Wednesday, August 21, 2013

Dark Night of the Soul

In the late 1570s, the Spanish Carmelite monk who would become St. John of the Cross was imprisoned by his brothers, opposing his attempted reformations within the Order. Alone, betrayed, hard work dashed and life left seemingly aimless, St. John proceeded to compose the wonderful poem, La Noche Oscura del Alma. Later in 1584, he proceeded to write a theological commentary of the same title on the poem, discussing each stanza.

Dark Night of the Soul is, as with most mystical texts, not an easy read, and not one for every reader. Beautiful as his ideas are, most translations (particularly of E. Allison Peers, from which this author uses as reference) are bulky and wordy. In some cases, this is necessary, but in most areas - notably Book 1 Chapter 1 - many terms are overly specified and repetitive.

In recent (relatively speaking) years, the concept of the Dark Night of the Soul has been given a more scientific treatment and title: Positive Disintegration, the theory of personality development that sees tension, anxiety, despair, and other severe negative experiences as vital to human growth. It is comparable to a snake shedding its skin, or to better reflect its horrible agony, a phoenix arising from the ashes. But like the serpent and his skin, it is a key part part of his maturing, though the Disintegration is a spiritual phenomenon rather than a biological.

The Dark Night, though, is best described as spiritual desolation: sorrow becomes the norm, sensations become caustic and uncomfortable, and, darker than any night on earth, all light fades away. St. Therese of Lisieux once told her Carmelite sisters about such an experience concerning the afterlife, saying "If you only knew what darkness I am plunged into."
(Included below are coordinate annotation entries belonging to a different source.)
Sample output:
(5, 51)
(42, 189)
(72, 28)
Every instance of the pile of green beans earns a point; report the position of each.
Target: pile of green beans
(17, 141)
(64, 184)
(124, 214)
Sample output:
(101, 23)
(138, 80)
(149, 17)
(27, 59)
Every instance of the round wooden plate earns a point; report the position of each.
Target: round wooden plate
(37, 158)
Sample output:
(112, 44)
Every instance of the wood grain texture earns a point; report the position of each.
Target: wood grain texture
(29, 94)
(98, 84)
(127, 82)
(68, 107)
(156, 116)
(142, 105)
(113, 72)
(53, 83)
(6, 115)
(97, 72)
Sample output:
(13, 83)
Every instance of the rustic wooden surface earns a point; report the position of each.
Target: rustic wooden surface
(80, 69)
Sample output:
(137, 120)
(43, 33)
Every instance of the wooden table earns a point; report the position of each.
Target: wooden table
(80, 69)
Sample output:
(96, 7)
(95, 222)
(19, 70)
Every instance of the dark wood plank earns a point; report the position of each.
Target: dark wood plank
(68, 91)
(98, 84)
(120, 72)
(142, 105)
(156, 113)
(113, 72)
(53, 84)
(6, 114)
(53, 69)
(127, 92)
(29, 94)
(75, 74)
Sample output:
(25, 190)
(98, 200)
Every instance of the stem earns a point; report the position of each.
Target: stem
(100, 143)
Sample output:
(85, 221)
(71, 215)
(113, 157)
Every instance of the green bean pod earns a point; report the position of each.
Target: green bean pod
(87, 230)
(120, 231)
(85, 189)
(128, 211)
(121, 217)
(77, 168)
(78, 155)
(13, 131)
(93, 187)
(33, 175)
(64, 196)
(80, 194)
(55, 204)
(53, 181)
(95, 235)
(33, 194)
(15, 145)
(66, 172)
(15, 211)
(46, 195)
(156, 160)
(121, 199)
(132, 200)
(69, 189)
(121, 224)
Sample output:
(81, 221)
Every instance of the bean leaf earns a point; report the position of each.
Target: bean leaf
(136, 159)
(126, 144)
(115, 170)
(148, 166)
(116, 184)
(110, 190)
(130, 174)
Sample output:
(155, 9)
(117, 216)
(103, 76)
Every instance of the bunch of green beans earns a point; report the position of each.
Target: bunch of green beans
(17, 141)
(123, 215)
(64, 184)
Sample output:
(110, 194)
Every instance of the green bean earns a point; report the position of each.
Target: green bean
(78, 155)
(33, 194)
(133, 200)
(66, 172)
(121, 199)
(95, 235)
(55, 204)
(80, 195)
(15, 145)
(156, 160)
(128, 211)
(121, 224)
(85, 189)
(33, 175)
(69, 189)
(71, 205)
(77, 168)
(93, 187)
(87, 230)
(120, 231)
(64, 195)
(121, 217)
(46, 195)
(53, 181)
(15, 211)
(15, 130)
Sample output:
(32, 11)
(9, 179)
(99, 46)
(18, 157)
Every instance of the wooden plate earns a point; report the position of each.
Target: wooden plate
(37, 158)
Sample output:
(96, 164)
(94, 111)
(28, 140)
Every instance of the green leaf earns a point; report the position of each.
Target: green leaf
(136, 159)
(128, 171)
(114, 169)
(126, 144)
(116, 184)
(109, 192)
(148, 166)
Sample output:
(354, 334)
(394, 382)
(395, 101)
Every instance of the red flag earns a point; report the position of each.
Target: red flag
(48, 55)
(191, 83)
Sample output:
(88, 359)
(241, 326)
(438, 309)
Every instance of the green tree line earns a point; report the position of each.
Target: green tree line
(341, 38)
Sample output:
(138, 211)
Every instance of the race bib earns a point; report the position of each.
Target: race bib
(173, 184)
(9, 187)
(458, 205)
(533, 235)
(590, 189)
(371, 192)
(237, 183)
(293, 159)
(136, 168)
John of the Cross, for his part, attempts to describe the experience of his joy of union with divinity versus the unspeakable pain of arriving there. He looks back on the terror of the night with such words as "O guiding dark of night!" and "O dark of night more darling than the dawn!" His life is so much larger and so much more wonderful for this harrowing; "My cares all fall away / Forgotten in the lilies on that day."

Left distant, blackened fear and misery becomes an abstract grey. We grow complacent to it, sometimes condemn those trapped within it ("Why don't they just get over it?"). Sometimes we take the fortunes of the light for granted, forgetting why we crossed what bridges we did and why we burned others. In either case, contemplation alone cannot provide a satisfactory result. The best comparison is that all food is better when one is starving; the same applies to most aspects of man's nature.